Tunç, UYAP bilişim sistemi kapsamında geliştirilen mobil uygulamalar sayesinde avukat ve vatandaşların, dava açma, dava dosyasını görüntüleme ve icra takibi başlatma gibi işlemleri adliyeye gitmeden yapabildiğini belirtti. Bakan Tunç, UYAP'ta 25 milyon 770 bin kullanıcıya ulaşan vatandaş portalı aracılığıyla savcılık ve mahkemelere ait bilgi ve belgelerin saniyeler içinde temin edilebildiğini dile getirdi.
Tunç, Ses ve Görüntü Bilişim Sistemi (SEGBİS) ile ceza infaz kurumlarında bulunan tutuklu ve hükümlülerin duruşma salonlarına getirilmeden duruşmalara katılabildiğini aktardı.
Elektronik tebligat sistemiyle bilgi güvenliği ve kişisel verilerin korunmasının sağlandığına dikkati çeken Tunç, haftalarca süren tebligat işleminin saniyeler içerisinde gerçekleştirilebildiğini, 323 milyon elektronik tebligat yapılarak, 11 bin 113 ton kağıt tasarrufu sağlandığını dile getirdi.
– "Yapay zeka destekli sistemler geliştiriyoruz"
Tunç, son yıllarda yapay zeka teknolojilerinin hukuk alanında kullanımının da gündeme geldiğini ifade ederek, şu değerlendirmede bulundu:
"Türkiye'de bu konuda büyük veri analizleri, dava yoğunluk haritaları ve yargı süreçlerinin iyileştirilmesine yönelik çeşitli yazılımlar geliştirilmektedir. Özellikle dava tasnifi, benzer içtihatların tespiti ve karar taslakları oluşturma gibi alanlarda yapay zeka destekli sistemler geliştiriyoruz. Bu alanda çalışmalarımız devam ediyor ve bu çalışmalarda etik, hukuki ve teknik boyutları dikkatle ele alıyoruz. Teknolojik dönüşüm süreci, sadece fırsatlarla değil, aynı zamanda bazı zorluklarla da birlikte gelmektedir. Özellikle veri güvenliği ve kişisel verilerin korunması bu süreçte en çok tartışılan konulardan biridir. Hassas yargı verilerinin dijital ortamda saklanması güçlü bir siber güvenlik altyapısı gerektirmektedir. Bu kapsamda Türkiye olarak, siber güvenliği sağlayan önemli adımları hayata geçirdik ve Siber Güvenlik Başkanlığını da kurduk."
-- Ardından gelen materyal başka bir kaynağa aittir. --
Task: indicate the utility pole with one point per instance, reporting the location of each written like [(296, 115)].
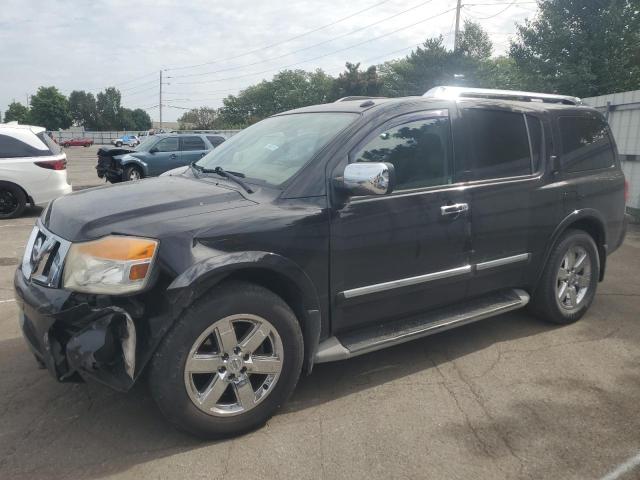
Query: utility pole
[(457, 34), (160, 104)]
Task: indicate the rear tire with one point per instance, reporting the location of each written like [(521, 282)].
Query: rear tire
[(569, 281), (12, 200), (187, 399)]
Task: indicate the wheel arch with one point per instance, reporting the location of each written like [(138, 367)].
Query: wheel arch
[(274, 272), (588, 220), (24, 190)]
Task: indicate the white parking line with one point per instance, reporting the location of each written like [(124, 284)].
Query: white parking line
[(623, 468)]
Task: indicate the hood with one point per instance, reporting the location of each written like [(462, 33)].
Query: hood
[(127, 207)]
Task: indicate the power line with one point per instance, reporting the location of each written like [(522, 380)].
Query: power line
[(369, 40), (280, 42), (499, 13), (264, 60)]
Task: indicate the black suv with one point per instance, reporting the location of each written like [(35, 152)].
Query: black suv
[(317, 235)]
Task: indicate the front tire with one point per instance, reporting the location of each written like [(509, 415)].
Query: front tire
[(229, 362), (132, 173), (570, 279), (12, 200)]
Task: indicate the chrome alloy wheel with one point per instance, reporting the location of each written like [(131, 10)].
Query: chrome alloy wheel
[(574, 278), (233, 365)]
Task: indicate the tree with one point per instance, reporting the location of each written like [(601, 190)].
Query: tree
[(84, 112), (16, 112), (287, 90), (50, 109), (108, 109), (141, 119), (580, 48), (474, 42), (354, 82), (203, 118)]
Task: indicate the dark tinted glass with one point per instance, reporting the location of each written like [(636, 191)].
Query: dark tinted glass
[(193, 143), (585, 143), (499, 144), (48, 141), (418, 150), (13, 148), (167, 145), (215, 141), (535, 134)]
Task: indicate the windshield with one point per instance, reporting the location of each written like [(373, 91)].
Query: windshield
[(146, 144), (274, 149)]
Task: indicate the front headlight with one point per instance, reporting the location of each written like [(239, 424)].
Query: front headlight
[(112, 265)]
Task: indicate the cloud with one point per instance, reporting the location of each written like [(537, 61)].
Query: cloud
[(92, 45)]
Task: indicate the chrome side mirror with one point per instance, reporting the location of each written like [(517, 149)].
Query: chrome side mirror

"Türkiye'de hukuk alanındaki dijitalleşmeyi daha da derinleştirmekte kararlıyız. Bu alanda gerçekleştirdiğimiz sistemleri ve tecrübeyi de bu ortak vizyonun parçası olarak paylaşmaya hazırız." ifadesini kullanan Bakan Tunç, bu süreci aynı zamanda hukuki, etik ve toplumsal temeller üzerine inşa ettiklerini söyledi.
Tunç, "Çünkü dijitalleşme, adaletin hızını artırırken adaletin özünü, yani hakkaniyet ve tarafsızlık ilkesini zedelememeli, ayrıca vatandaşların haklarının korunmasında da taviz vermemelidir. Sonuç olarak, dijital çağın getirdiği bu büyük değişim içinde, vatandaşların korunması artık sadece bir hak değil, aynı zamanda bir zorunluluktur. Her birimiz bu dönüşümün hem kullanıcısı hem de sorumlusuyuz." diye konuştu.